【第890回】 手鏡に写す

手先が張り伸びていなければならない。手先が萎え,縮んでいれば力も気も出ず、技にならない。そうすると、気と力が出ないから、引っ張ることになり、腕力をつかうことになる。これが腕力であると考える。
手先が張らす、伸びていない初心者は、力を出すのではなく引っ張り込むことになるので、腕力で相手を引っ張り込んでしまう技づかい、体づかいをすることになるわけである。

手先が張る、伸びるということは、手先が張り、伸びるだけではなく、指先から腕までも張り、伸びる事であり、そして手先から力と気が出る事である。
しかし、これは意外と容易ではない。やろうと思ってもすぐに出来ることではなく、やるべき事を時間を掛けてやるしかないと思う。後進に教えてもすぐには出来ないし、出来そうにない事からそれが分かるし、また自分自身も過ってやろうとしたのにすぐには出来なかったからである。

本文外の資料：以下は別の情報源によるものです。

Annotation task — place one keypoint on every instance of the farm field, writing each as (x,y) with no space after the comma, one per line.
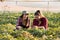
(8,24)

手先を張り、伸ばすためには手鏡をつくって、体と技をつかう事である。手鏡を顔や正中線上に置いて体を動かし、技を掛けるのである。目の代わりに働いてくれるようである。
手の平が手鏡になるためには、親指が体(中心、支点)で、手刀(小指の下部)が用として働かなければならない。この手鏡で相手を常に写し取っていくのである。つまり、手の平(手鏡)を内外に返す手鏡から手鏡へと返していくわけである。相手を目で見るのではなく、手鏡で相手のひびきを感知するように技をつかうのである。
これを大先生は、
「合気と申しますと小戸の神業である。こう立ったならば、空の気と真空の気を通じてくるところの宇宙のひびきをことごとく自分の鏡に写し取る。そしてそれを実践する。相手をみるのじゃない。ヒビキによって全部読み取ってしまう。」
と教えておられると考える。

手鏡をつくって技を掛けると、それまでとは違う力が出て来る事が実感出来るようである。大きな力、気の力が出るようだが、最大の違いは、相手にぶつからない、相手が反抗しなくなるような力がでることである。呼吸法(片手取り呼吸法、諸手取呼吸法、坐技呼吸法)や正面打ち一教でもその有効性は確認できる。